Whether a mate was rescued
Whether ungapped (Hamming) or gapped (SSW) alignment was done

For the moment, some function signatures look a bit more complicated because they have gained yet another parameter. However, for many functions, we can switch from passing Statistics and Details to only passing Details (which would need to gain the same attributes as the statistics). Then the functions don't know about general statistics anymore, but only fill in the particular read-specific details. Then after processing the read, the details are added to the statistics. (This is already done in this PR for the no. of rescued reads.)

This PR also contains some refactoring, some of which was necessary to get this to work, but some of which was only indirectly related.

Marking this as draft because I need to measure impact on performance (I expect it to be essentially zero).

ksahlin commented 1 year ago

I think this PR is excellent, and I agree with what you write about adding whether a mate was rescued and whether it was hamming or not.

I also had a look at the code changes and looks good. I was a little bit confused whether the is_suppl -> is_primary change is also propagated to the PE reads (I saw only changes in the SE case), but I assume you have checked and also the phiX dataset does not show any changes.

marcelm commented 1 year ago

I forgot to mention: I actually used -d for this option and --details is just an alias. Let me know if you prefer not to use the (valuable) single-character option. BWA-MEM uses -d, where it means "off-diagonal X-dropoff".

I think this PR is excellent, and I agree with what you write about adding whether a mate was rescued and whether it was hamming or not.

I added the mr tag, which indicates that "mate rescue" was done. I've adjusted the terminology also in the logging output to distinguish "NAM rescue" and "mate rescue". I'll look into hamming/SSW as well.

I also had a look at the code changes and looks good. I was a little bit confused whether the is_suppl -> is_primary change is also propagated to the PE reads (I saw only changes in the SE case), but I assume you have checked and also the phiX dataset does not show any changes.

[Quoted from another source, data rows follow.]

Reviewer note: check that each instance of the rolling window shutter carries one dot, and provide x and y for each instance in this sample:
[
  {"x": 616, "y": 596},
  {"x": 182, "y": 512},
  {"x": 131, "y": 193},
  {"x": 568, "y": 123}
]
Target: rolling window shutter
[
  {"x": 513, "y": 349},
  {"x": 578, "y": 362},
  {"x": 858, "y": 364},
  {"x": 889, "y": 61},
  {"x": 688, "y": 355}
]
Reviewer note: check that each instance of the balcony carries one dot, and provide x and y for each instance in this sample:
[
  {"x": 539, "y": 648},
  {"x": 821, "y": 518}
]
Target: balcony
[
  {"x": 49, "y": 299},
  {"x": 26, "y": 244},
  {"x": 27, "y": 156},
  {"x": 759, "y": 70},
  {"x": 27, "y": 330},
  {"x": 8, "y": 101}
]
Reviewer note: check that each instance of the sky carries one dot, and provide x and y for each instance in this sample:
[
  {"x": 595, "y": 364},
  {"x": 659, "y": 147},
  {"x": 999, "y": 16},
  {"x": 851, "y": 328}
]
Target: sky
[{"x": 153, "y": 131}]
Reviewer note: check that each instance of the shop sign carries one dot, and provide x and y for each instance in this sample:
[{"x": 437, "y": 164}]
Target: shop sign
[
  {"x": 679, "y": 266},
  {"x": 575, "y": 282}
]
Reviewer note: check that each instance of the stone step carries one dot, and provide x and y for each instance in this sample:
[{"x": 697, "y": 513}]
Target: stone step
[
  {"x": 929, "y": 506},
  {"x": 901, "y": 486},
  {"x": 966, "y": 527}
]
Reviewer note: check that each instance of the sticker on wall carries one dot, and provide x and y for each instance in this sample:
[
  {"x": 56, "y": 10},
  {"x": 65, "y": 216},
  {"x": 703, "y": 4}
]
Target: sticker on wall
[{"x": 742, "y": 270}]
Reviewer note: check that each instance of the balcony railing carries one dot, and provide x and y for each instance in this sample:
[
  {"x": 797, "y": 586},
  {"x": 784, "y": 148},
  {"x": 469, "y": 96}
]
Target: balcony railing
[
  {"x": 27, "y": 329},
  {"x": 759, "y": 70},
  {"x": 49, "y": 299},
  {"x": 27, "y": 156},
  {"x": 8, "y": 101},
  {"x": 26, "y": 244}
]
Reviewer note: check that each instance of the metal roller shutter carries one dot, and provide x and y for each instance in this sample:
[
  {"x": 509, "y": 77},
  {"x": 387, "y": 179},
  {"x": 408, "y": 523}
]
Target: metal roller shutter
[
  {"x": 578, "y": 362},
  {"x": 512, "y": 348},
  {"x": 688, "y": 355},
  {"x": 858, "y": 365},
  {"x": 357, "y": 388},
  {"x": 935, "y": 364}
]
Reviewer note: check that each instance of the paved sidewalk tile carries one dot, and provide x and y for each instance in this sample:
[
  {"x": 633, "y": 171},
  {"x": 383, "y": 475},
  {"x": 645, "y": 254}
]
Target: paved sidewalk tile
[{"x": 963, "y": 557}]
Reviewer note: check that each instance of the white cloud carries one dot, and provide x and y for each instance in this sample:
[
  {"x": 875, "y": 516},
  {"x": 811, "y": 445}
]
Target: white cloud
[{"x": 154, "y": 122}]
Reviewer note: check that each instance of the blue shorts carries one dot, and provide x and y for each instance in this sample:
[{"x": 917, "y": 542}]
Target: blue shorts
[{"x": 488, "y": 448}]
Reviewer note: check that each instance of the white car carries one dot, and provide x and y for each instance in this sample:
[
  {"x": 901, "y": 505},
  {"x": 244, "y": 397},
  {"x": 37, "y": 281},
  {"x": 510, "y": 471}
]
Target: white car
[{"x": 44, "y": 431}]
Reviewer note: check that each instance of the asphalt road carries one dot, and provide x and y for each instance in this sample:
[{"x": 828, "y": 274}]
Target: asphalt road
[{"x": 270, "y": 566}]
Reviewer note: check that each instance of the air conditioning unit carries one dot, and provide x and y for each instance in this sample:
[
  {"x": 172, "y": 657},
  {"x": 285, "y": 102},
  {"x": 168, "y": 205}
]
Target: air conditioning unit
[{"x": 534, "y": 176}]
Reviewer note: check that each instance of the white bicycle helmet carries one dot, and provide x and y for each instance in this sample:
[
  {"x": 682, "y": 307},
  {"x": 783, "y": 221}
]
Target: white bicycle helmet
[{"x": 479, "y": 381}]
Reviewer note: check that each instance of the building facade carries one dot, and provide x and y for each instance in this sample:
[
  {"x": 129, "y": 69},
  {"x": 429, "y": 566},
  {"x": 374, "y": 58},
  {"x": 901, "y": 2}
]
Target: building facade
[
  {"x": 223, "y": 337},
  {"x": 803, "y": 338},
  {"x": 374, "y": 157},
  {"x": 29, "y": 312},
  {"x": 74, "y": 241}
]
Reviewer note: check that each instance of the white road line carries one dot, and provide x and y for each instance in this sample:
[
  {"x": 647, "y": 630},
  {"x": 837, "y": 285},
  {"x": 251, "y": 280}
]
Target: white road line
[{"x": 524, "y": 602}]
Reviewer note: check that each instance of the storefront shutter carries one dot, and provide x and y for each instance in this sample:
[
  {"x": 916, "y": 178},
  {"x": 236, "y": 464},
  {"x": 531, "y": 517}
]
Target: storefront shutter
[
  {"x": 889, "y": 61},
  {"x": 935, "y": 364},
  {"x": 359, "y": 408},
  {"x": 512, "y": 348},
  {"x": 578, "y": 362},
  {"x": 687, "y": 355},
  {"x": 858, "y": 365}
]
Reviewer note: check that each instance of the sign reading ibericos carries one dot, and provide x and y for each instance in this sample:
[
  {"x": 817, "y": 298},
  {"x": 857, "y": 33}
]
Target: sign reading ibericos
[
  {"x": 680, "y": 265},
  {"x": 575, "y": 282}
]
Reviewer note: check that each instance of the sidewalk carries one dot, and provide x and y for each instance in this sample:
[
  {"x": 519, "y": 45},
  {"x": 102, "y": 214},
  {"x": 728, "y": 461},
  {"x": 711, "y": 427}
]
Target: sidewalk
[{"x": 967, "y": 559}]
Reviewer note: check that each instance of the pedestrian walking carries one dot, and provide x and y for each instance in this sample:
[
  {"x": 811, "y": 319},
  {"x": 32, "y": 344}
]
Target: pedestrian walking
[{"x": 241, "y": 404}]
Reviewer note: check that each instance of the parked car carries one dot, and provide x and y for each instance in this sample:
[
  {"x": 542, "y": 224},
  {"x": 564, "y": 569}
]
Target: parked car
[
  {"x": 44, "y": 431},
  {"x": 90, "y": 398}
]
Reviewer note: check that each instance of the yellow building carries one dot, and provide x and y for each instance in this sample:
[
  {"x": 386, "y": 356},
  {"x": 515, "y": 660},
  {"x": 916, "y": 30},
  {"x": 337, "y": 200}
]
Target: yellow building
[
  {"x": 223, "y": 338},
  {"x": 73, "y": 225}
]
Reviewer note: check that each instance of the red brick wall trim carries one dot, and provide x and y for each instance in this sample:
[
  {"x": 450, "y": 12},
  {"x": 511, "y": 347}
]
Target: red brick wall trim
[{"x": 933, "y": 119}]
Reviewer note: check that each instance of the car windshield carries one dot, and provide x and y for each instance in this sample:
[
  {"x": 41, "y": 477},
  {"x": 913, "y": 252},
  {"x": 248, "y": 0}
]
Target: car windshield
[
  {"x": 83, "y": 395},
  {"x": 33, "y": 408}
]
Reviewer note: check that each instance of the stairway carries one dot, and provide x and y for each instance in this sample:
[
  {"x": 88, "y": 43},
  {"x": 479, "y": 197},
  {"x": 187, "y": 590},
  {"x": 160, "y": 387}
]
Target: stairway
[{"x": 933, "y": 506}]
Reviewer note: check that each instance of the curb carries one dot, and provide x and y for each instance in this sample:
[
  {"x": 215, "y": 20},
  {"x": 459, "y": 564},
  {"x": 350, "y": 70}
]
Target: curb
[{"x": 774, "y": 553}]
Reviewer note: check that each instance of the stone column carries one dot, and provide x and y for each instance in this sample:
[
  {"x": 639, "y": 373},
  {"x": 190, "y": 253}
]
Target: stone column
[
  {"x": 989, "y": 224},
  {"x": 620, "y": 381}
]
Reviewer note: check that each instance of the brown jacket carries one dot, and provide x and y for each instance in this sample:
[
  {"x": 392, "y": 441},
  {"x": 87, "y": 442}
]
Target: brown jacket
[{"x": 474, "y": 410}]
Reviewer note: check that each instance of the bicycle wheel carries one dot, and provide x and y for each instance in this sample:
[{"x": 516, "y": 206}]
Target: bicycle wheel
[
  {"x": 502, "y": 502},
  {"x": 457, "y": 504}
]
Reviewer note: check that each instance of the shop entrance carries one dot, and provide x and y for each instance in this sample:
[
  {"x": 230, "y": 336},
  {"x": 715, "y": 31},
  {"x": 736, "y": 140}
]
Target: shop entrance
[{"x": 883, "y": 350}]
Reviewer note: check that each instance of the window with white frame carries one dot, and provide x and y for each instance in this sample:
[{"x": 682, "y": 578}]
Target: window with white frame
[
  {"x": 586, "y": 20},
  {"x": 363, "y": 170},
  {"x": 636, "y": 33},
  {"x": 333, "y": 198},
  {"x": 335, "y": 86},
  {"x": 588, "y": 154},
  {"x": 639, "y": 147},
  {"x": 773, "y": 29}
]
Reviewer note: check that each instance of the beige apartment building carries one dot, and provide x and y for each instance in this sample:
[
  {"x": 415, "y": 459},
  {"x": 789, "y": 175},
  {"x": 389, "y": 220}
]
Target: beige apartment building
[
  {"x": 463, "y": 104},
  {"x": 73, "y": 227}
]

It was indeed confusing: The paired-end code already had the is_primary logic; commit 0755994 just makes it consistent for both the single- and paired-end functions.

ksahlin commented 1 year ago

I forgot to mention: I actually used -d for this option and --details is just an alias. Let me know if you prefer not to use the (valuable) single-character option. BWA-MEM uses -d, where it means "off-diagonal X-dropoff".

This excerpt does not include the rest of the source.